Donagh McCabe (donagh-mccabe) wrote :

> Why aren't the container's reported_ timestamps getting updated during the reclaim period?

They are reported. Lets say that reclaim_age for accounts is 6 days and containers are usual 7 days. When the account is deleted, the container-updater has 6 days during which it can push the timestamps to the account. It almost certainly manages to do this.

On day 6, the account database is reclaimed.

On day 7, three container-replicators are due to reclaim/delete the database files. My supposition is that one (node A) is slightly ahead of the other two and deletes the database. Since the other servers (B and C) are slightly behind, they have not reached their reclaim_age so one of the container-replicators rsyncs the database back to A. As part of this process, the reported_*_timestamps are set to zero (see container.backend._newid).

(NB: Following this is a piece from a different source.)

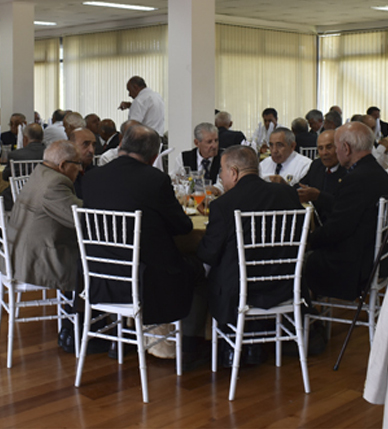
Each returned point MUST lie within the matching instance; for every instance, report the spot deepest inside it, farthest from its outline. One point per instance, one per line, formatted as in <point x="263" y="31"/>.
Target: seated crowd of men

Minutes later, B and C reclaim their database files.

Normally, this race would resolve itself, because container-updater on A would push the timestamps to the account and set reported_*_timstamps. However, in this scenario the account was deleted the day before, so container-updater never succeeds.

I don't have logs to prove all of this -- I'm using a mental exercise to work out how we got into this state.

> ...then the account server needs to catch the Exception coming out of account_broker.put_container and handle it...

I won't disagree with that. By not handling the exception, the account-server ends up reporting e500 instead of e404. However, I regarded that as a second order problem. I would need to spend more time to decide if 404 meant something to other components before proposing to fix that. As it happens, the e500 was useful to find this problem because we noticed that some nodes has higher e500 counts than other nodes.

> should be the job of the container-updater to recognize when is the right time to "give up" on updating the account's

This would stop the e500 noise in the system. However, we end up with an orphaned db file that's never deleted. By deleting the db in container-replicator, we stop container-updater stumbling across such files.

Note: I have a proposed fix here: I don't know why gerrit didn't update this bug (mabe because it's WIP).